Paige, J. B., & Morin, K. H. (2013). Simulation Fidelity and Cueing: A Systematic Review of the Literature. Clinical Simulation in Nursing, 9(11), e481–e489. https://doi.org/10.1016/j.ecns.2013.01.001

 

LLEAP Multi-Column Event Window Display

While going through our testing of our new coded scenarios, we noticed that one Instructor Station (IS) computer displayed the events differently when we compared it to another of our LLEAP computers.  The IS in our Pediatrics control room showed only one category expanded; the others were minimized as in Figure 1. On the other hand, our Medical/Surgical IS presented the categories across the screen shown in Figure 2.

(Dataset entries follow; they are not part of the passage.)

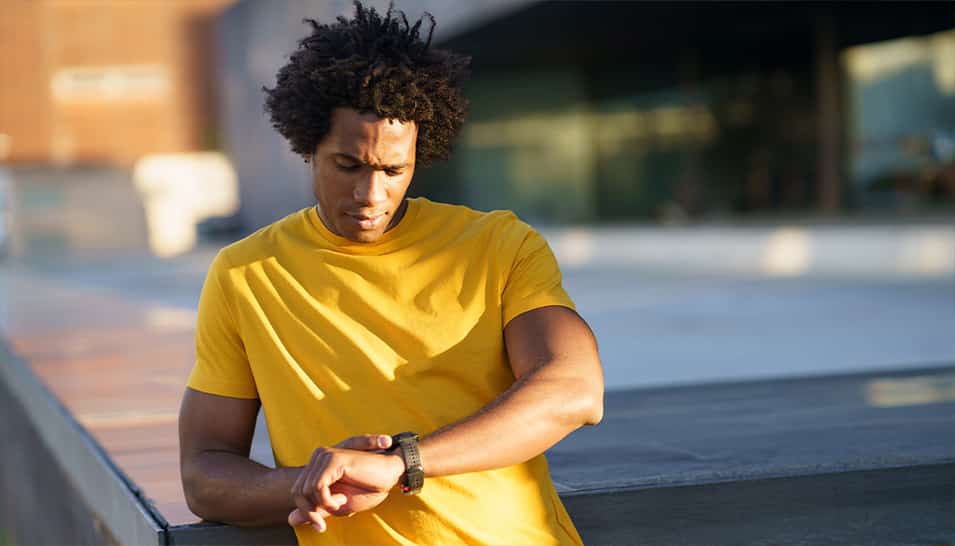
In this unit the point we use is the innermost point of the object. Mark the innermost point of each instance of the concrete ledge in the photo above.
(849, 459)
(51, 443)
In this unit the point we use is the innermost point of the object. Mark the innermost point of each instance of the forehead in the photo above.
(365, 134)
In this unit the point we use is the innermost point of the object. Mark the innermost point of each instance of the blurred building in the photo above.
(621, 111)
(106, 81)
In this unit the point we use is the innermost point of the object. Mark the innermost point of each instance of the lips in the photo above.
(365, 220)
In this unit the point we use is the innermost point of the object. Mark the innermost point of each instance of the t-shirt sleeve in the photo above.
(534, 279)
(221, 366)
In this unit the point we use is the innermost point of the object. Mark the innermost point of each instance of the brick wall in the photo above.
(106, 81)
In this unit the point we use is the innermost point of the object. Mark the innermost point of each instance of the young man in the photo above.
(375, 313)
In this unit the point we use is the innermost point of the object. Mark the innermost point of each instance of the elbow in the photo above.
(594, 408)
(589, 407)
(198, 495)
(192, 491)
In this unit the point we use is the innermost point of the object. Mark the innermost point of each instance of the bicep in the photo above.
(551, 334)
(208, 422)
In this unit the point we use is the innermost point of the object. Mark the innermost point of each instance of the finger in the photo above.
(299, 517)
(299, 487)
(329, 475)
(366, 442)
(315, 519)
(309, 487)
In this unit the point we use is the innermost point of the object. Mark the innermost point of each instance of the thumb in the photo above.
(366, 442)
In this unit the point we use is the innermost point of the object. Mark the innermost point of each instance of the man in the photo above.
(375, 313)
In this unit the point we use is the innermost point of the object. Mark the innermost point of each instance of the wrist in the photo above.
(397, 465)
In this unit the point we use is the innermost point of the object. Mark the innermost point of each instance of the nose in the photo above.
(371, 190)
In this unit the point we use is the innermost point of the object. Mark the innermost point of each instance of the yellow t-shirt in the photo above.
(340, 338)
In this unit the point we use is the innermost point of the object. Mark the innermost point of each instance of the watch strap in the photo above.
(407, 444)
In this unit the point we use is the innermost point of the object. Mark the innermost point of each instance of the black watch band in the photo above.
(413, 479)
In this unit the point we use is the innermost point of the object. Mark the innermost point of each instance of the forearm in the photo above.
(538, 411)
(229, 488)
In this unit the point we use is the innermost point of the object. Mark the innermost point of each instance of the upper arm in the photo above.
(208, 422)
(548, 334)
(554, 346)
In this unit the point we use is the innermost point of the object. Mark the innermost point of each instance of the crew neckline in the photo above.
(389, 240)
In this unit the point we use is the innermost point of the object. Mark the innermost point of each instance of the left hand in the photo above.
(342, 482)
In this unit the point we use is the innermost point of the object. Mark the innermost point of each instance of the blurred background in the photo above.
(734, 190)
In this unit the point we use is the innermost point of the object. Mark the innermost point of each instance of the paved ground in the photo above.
(654, 328)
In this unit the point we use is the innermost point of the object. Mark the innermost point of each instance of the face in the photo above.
(360, 174)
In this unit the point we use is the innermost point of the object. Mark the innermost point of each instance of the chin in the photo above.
(364, 236)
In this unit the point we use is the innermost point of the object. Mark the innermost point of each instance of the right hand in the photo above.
(308, 501)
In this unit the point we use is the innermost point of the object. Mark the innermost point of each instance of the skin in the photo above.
(361, 172)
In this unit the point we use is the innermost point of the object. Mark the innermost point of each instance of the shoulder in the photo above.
(263, 242)
(498, 223)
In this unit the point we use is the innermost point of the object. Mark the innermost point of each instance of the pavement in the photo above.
(669, 305)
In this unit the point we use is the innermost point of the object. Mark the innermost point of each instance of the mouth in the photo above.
(367, 221)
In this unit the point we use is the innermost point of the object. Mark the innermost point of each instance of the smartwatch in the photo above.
(413, 478)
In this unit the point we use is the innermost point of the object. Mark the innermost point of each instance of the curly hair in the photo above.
(371, 63)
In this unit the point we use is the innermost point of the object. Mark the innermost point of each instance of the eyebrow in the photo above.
(350, 157)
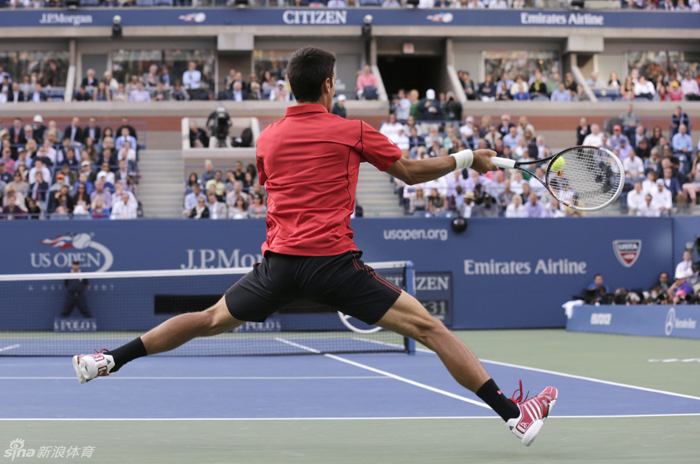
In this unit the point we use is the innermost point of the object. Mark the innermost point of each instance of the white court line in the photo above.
(388, 374)
(580, 377)
(590, 379)
(211, 378)
(250, 419)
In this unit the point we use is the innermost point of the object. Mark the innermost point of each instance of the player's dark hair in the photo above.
(307, 70)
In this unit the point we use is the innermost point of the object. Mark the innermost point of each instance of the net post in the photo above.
(409, 343)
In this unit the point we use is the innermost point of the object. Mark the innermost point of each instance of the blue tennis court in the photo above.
(330, 386)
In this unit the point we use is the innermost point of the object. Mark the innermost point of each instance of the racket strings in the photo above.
(590, 179)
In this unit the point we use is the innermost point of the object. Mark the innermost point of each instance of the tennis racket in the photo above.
(590, 179)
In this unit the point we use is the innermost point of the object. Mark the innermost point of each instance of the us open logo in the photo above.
(627, 251)
(73, 247)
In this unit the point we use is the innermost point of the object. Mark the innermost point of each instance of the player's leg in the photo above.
(410, 319)
(523, 417)
(165, 337)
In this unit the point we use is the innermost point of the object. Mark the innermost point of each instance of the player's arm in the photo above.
(418, 171)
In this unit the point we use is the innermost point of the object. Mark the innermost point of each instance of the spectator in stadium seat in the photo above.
(487, 89)
(120, 95)
(255, 92)
(678, 118)
(106, 175)
(643, 88)
(73, 132)
(534, 207)
(258, 209)
(616, 137)
(178, 92)
(636, 198)
(280, 92)
(15, 95)
(236, 193)
(139, 94)
(594, 82)
(239, 210)
(339, 107)
(391, 127)
(82, 95)
(436, 202)
(648, 208)
(511, 139)
(595, 138)
(364, 79)
(11, 210)
(217, 209)
(61, 199)
(515, 208)
(689, 87)
(682, 142)
(192, 78)
(671, 183)
(642, 150)
(192, 198)
(504, 127)
(123, 209)
(634, 168)
(639, 135)
(430, 108)
(198, 136)
(160, 94)
(238, 93)
(452, 108)
(560, 94)
(93, 130)
(519, 90)
(692, 187)
(89, 82)
(217, 183)
(662, 197)
(38, 189)
(125, 137)
(38, 166)
(538, 85)
(150, 79)
(488, 208)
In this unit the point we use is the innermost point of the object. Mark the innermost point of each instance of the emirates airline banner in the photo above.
(499, 273)
(184, 17)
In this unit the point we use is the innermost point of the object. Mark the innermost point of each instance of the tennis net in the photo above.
(119, 306)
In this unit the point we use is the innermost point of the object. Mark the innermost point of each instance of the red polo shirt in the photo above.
(309, 163)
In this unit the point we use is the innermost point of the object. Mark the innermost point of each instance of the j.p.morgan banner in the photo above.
(499, 273)
(346, 17)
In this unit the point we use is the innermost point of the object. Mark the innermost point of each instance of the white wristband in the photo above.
(463, 159)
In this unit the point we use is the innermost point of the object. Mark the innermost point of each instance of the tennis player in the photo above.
(309, 163)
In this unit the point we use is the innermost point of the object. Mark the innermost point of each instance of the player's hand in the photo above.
(482, 161)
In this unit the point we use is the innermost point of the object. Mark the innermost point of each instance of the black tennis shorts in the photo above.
(342, 281)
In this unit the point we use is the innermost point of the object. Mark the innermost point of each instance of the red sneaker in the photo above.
(89, 366)
(533, 412)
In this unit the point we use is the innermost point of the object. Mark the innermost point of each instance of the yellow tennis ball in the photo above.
(558, 164)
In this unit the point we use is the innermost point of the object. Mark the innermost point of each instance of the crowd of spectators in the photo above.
(235, 195)
(662, 171)
(684, 288)
(80, 171)
(654, 84)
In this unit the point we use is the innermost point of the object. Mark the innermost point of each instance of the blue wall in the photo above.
(506, 273)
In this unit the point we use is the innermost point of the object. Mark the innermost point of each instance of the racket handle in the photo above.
(503, 162)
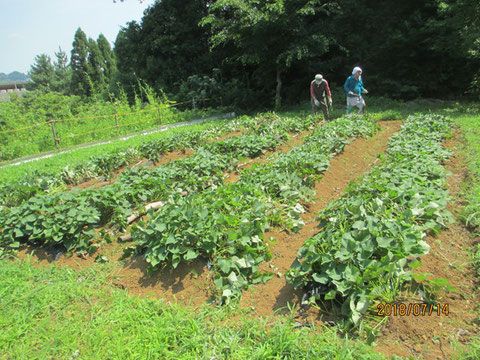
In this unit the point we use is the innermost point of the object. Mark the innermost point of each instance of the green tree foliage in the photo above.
(271, 34)
(109, 66)
(81, 82)
(167, 47)
(63, 73)
(96, 67)
(42, 73)
(464, 17)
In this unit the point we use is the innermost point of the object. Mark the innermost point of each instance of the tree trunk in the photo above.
(278, 95)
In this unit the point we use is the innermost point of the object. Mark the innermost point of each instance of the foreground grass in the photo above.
(57, 313)
(71, 158)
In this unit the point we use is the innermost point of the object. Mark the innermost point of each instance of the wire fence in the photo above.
(116, 116)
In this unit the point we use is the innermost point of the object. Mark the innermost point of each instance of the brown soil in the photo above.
(431, 337)
(174, 155)
(357, 158)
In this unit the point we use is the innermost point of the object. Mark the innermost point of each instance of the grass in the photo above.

Figure 1. Single Column Event Display

Figure 2. Multi-Column Event Display

The single column presentation forces the operator to expand the specific menu to access the needed event. And expanding one menu minimized the other so we were constantly clicking on category headers to get to the event we wanted to invoke. We really wanted the expanded event display we had in Med/Surg.

We looked through the various menus and help files and could find nothing that indicated a way to change the Event category display. At that point, we reached out to Laerdal Tech Support. After a few emails back and forth, the technician assigned to the request, Edward Carter, took a long look at the issue and discovered that there WAS NO setting for this; the scenario code itself was determining how the events would be displayed. He dug into it further and discovered a flag inside the code that was determining how the display would look. While he couldn’t be certain, Edward though it might be an artifact of how the scenario came into being in the first place. He asked if either of the two sample scenarios we sent him were originally converted from the old Legacy format. The Med/Surg bay was the first one upgraded and that was probably the one where we converted all the scenarios to see how good the converter worked. And since we knew we had coded the Pediatrics scenarios from scratch to apply Hub programming, it made sense that we would see the single column presentation on that IS. Thus, Edward’s idea had some validity and we proceeded to test his theory.

Edward sent me a workaround that involved editing the XML file inside the scenario program and changing that flag value. Here are his instructions, almost word for word:

  1. Back up your scenario file(s)
  2. Rename the scenario file’s extension from .scx to .zip
  3. Unpack the zip file (simply opening it will usually not allow changes to the file)
  4. Find the Scenario.xml file and open it with Notepad. (We use NotePad++ here at SF State)
  5. Find the string containing “UsingStrictLegacyConversion” and change the value from false to true
  6. Save the file and close it
  7. Re-zip the scenario files/folders (make sure not to include the parent folder in the zip)
  8. Rename the new zip file to an .scx extension
  9. Test the new version

Step 7 can be explained as zipping the files IN the parent folder, not zipping the entire folder. To do this, open the folder, select all the files in the folder and zip them to a new location. If you do zip the entire folder, when you open the scenario in LLEAP your result looks like a newly defined, empty scenario with everything set at the default.

Changing that flag inside the XML did the trick. Thanks to Edward Carter’s research on the problem, now all our production scenario programs present the Events window with all event categories expanded. We no longer have to click to open event categories while running the scenario.